Oito meses após o a realização do implante coclear, o dentista Roberto Sahyun, de 65 anos, tem muitos motivos para comemorar. As melhoras na audição são progressivas e cada conquista significa independência, liberdade e um passo a mais em direção a uma vida completamente normal. A surdez dele foi repentina, provocada por um medicamento utilizado após um transplante de rim rodeado de complicações.
Após constatar a perda da audição, Sahyun e a família buscaram ajuda. "Minha esposa e meus filhos foram muito importantes, eles me apoiaram completamente", explica. O dentista sabe que o primeiro ano de implante é de adaptação, mas considera positivos os avanços já alcançados. Nos últimos meses, ele tem voltado a participar de congressos e reuniões de amigos – atividades que foram deixadas de lado após a surdez.
"Nunca deixei de trabalhar. Para atender meus pacientes, preciso enxergar bem e ter boa habilidade com as mãos. A surdez não afetou nada disso. Mas era difícil participar das reuniões porque eu não ouvia e não entendia o que as pessoas falavam", revela ele, que também retomou o hábito de assistir TV.

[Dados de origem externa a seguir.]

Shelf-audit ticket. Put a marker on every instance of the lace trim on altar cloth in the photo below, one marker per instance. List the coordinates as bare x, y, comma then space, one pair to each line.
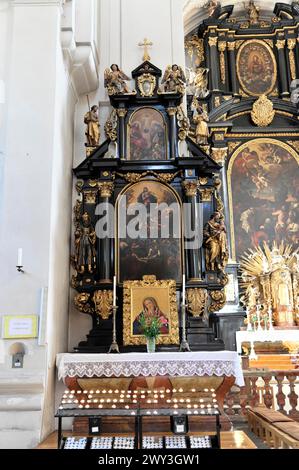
137, 369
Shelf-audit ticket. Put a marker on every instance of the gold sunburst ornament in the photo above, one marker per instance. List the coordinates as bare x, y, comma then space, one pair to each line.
262, 112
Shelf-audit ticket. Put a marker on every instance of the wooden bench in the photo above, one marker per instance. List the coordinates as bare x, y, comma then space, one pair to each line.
273, 427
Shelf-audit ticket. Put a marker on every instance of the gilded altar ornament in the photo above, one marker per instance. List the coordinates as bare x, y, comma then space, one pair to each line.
183, 123
82, 303
218, 300
219, 155
145, 44
173, 81
91, 119
253, 12
206, 194
212, 6
262, 112
197, 302
115, 81
111, 126
103, 301
215, 243
85, 239
190, 188
200, 118
271, 275
146, 84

Para o dentista, a maior surpresa trazida por esta experiência foi perceber quantas pessoas também usam aparelho auditivo. "Eu não reparava nisso antes, mas acabei descobrindo que vários colegas usam", afirma o dentista, que continua com as sessões de fonoaudiologia iniciadas antes do implante.
"Usar um aparelho desse hoje é muito normal. Não tem motivo para se sentir envergonhado. Se melhora a qualidade de vida, é preciso usar", ressalta. (M.A.)